Period: 05.05.2025 Expectation: 4270 pips

GBPUSD forms reversal pattern amid soft macroeconomic signals

11 April 2025 54
GBPUSD forms reversal pattern amid soft macroeconomic signals

The GBPUSD currency pair is rising for the fourth straight day on Friday, supported by a weaker US dollar amid ongoing concerns about the state of the global and American economies.


The dollar came under further pressure after March US inflation data came in softer than expected. The annual Consumer Price Index (CPI) slowed to 2.4%, down from 2.8% in February and below the forecast of 2.6%. Core CPI, which excludes volatile categories, rose 2.8%, also missing expectations of 3.1% and coming in lower than the previous 3.0%. As a result, traders are now pricing in a Fed rate cut as early as June.


The dollar faced additional headwinds as President Trump declared a 90-day suspension of new tariffs for most trading partners. Despite increasing duties on China, this overall easing of trade tensions improved global risk sentiment, lifting demand for risk assets including the British pound.

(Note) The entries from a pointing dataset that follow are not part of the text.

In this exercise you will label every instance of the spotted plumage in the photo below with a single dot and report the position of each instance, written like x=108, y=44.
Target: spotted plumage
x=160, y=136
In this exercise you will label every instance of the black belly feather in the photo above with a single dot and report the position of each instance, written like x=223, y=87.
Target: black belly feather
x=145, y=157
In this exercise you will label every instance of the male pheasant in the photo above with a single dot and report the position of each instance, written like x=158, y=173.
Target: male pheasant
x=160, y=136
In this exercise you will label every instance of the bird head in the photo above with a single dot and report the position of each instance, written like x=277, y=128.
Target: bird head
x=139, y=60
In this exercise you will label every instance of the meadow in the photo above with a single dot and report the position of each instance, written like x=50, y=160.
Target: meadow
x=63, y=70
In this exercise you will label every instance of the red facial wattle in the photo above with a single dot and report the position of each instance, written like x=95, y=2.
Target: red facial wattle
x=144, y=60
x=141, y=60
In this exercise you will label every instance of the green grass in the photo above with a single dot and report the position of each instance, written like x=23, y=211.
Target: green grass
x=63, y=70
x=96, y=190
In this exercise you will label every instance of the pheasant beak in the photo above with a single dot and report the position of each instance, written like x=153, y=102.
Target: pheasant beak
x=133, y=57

Against this backdrop, traders have revised their expectations for the Bank of England’s monetary policy. The market is now pricing in three quarter-point rate cuts by the end of the year, aligning with the central bank's previously signaled quarterly easing cycle. A rate cut in May remains likely, with additional moves projected in August and November.

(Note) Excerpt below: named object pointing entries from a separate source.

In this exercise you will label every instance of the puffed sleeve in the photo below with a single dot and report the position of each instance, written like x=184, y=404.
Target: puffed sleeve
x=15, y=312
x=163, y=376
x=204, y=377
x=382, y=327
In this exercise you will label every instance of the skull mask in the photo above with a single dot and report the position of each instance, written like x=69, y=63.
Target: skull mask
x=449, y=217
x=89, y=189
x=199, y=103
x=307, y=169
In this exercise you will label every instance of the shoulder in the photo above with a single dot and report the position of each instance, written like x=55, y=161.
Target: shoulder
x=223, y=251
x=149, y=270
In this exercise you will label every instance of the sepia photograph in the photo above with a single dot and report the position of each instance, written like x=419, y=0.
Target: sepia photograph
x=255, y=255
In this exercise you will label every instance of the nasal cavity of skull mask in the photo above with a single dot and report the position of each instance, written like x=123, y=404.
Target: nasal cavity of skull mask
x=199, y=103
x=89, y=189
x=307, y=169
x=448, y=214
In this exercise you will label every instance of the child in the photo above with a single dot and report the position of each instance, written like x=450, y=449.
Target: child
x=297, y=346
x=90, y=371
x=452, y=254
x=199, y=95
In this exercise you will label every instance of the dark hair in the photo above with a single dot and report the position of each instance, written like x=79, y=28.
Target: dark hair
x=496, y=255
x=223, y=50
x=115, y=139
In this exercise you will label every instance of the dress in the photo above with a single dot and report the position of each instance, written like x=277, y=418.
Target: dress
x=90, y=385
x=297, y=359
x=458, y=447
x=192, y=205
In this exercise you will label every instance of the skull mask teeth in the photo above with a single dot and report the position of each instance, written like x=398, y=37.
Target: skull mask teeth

The fundamental signals are now being confirmed by the price action on the GBPUSD chart.


From a technical point of view, GBPUSD has completed a bearish AB=CD harmonic pattern on the daily chart (D1), reaching a potential reversal zone near 1.3270.

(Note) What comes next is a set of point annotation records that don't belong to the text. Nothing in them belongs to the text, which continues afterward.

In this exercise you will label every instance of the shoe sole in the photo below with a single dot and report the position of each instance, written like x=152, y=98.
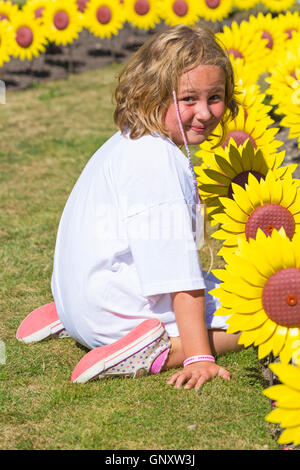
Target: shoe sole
x=102, y=358
x=39, y=324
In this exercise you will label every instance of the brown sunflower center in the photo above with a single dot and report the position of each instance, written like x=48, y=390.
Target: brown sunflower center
x=142, y=7
x=242, y=179
x=61, y=20
x=104, y=15
x=81, y=5
x=267, y=35
x=38, y=13
x=290, y=32
x=24, y=36
x=239, y=137
x=180, y=8
x=212, y=3
x=269, y=217
x=237, y=54
x=281, y=297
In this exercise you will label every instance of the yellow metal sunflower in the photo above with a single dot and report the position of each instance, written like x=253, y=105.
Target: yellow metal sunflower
x=220, y=170
x=6, y=41
x=249, y=94
x=260, y=291
x=289, y=24
x=258, y=203
x=243, y=42
x=278, y=5
x=244, y=4
x=35, y=8
x=287, y=398
x=215, y=10
x=8, y=10
x=104, y=18
x=143, y=14
x=62, y=21
x=283, y=78
x=180, y=12
x=253, y=124
x=267, y=28
x=292, y=116
x=29, y=37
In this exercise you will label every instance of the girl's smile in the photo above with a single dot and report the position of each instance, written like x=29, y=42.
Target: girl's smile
x=200, y=96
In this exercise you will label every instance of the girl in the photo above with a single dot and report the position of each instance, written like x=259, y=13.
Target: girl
x=127, y=281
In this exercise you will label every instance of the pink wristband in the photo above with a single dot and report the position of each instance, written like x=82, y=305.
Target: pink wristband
x=192, y=359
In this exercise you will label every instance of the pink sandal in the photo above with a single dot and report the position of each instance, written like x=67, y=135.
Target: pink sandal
x=130, y=356
x=40, y=324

The Relative Strength Index (RSI 14) is showing divergence, indicating weakening bullish momentum and a potential trend reversal.

Short-term prospects for GBPUSD suggest selling with the target of 1.2560. Part of the profit should be taken near the level of 1.2880. A Stop loss could be set at 1.3270.


Since the bearish scenario is short-term, the position should not exceed 2% of your total balance to reduce risks.

This content is for informational purposes only and is not intended to be investing advice.